Discussion Intel current and future Lakes & Rapids thread

nicalandia · Jun 19, 2022

ashFTW said:
Roughly 3-4 Gracemont cores can fit inside a Goldencove core. I assume you multiplied the 15 cores on Sapphire Rapids (SPR) tile by 4 to reach 60?

Correct, one can fit exactly 4 Gracemont cores on the space of a server class Golden Cove core(larger than client size)

ashFTW said:
Granite Rapids: So how many P-cores can one fit in 600mm2 (400x1.5) on Intel 7? 15 Golden cores take 200mm2, or 13.3mm2 per core.

Your Numbers are Off.

Xeon based Golden Cove core die area size is 10.5 mm^2 with L3$. 10.5 x 16 = 168 mm^2, the rest(32 mm^2) is used by the Mesh/Ring Bus interconnect. so with L2$ and Ring Bus the total die area is 12.50 mm^2 per core

ashFTW said:
Lets make the new core size 15mm2 to account for new features. The answer is 40 P-cores per tile, or 160 cores per chip with 4 top tiles.

I don't expect that Intel3 will have the same die area shrinkage that we are seeing from Intel7 to Intel4(based on current information) and I don't expect that Granite Rapids will add much more to the new instruction set provided by Sapphire Rapids

We can extrapolate that Server Class Redwood Core on was going to be 9.37 mm^2 including L3$ and Mesh/Ring interconnect . so using your number to calculate it will be 600/9.37 = Exactly 64 cores per tile and 256 Core per CPU and Sierra Forest has the die area size to fit exactly 10,24 e cores.

ashFTW · Jun 19, 2022

nicalandia said:
Your Numbers are Off.

Xeon based Golden Cove core die area size is 10.5 mm^2 with L3$. 10.5 x 16 = 168 mm^2, the rest(32 mm^2) is used by the Mesh/Ring Bus interconnect. so with L2$ and Ring Bus the total die area is 12.50 mm^2 per core

I measured the die. See the picture above. Assuming the XCC die is 400 mm2, which Is what Intel reported, the area taken up by the cores, and mesh, and cache is 200 mm2 for 15 cores. I’m not going to argue the minuscule difference between 13.3 and 12.5.

nicalandia said:
I don't expect Intel3 to be as big of a jump that we are seeing from Intel7 to Intel4(based on current information) and I don't expect that Granite Rapids will add much more to the new instruction set provided by Sapphire Rapids

I was comparing Intel 7 to Intel 3, to come up with 1.5x density increase.

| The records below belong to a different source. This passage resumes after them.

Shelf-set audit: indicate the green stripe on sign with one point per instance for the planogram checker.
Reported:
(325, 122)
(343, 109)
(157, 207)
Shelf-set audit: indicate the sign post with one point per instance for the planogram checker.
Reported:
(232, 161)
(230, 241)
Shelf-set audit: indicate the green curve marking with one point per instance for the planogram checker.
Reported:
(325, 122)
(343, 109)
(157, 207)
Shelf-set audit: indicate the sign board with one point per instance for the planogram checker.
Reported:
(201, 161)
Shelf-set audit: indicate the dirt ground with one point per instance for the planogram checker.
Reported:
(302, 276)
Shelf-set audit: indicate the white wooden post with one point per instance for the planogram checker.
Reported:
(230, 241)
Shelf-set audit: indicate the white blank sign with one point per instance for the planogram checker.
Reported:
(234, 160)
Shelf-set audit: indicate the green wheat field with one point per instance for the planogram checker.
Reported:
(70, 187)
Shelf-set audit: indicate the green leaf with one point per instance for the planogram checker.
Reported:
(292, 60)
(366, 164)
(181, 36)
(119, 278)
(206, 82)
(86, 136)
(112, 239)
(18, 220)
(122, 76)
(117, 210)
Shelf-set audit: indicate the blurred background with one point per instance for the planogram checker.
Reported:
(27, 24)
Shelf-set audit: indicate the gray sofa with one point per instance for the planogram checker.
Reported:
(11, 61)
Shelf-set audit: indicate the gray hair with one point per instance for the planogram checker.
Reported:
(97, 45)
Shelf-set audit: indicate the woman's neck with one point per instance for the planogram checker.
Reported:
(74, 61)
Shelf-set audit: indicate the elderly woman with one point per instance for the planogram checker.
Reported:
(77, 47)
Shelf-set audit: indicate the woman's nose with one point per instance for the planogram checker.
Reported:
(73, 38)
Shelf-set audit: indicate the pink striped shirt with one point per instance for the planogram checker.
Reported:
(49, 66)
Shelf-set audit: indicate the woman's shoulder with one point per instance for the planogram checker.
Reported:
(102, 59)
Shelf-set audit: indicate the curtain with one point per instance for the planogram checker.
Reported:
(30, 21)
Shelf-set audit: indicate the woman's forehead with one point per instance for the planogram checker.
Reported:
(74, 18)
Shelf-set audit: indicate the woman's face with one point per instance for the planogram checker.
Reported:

Intel 4 to 3 is expected to be 8-10% denser for the high performance library.

nicalandia said:
We can extrapolate that Server Class Redwood Core on was going to be 9.37 mm^2 including L3$ and Mesh/Ring interconnect . so using your number to calculate it will be 600/9.37 = Exactly 64 cores per tile and 256 Core per CPU and Sierra Forest has the die area size to fit exactly 10,24 e cores.

If you are going to use Redwood cove size on Intel 4, then you should use 400mm2 to estimate the number of cores. And you will arrive at similar number as me -- 40 cores per tile, and 160 per chip. You need to reread my post.

jpiniero · Jun 19, 2022

ashFTW said:
If you are going to use Redwood cove on Intel 4, then you should use 400mm2 to estimate the number of cores. And you will arrive at similar number as me -- 40 cores per tile, and 160 per chip. You need to reread my post.

I'd say the issue is going to be more power consumption than feasibility. 160 Redwood Cove cores sounds very toasty.

ashFTW · Jun 19, 2022

jpiniero said:
I'd say the issue is going to be more power consumption than feasibility.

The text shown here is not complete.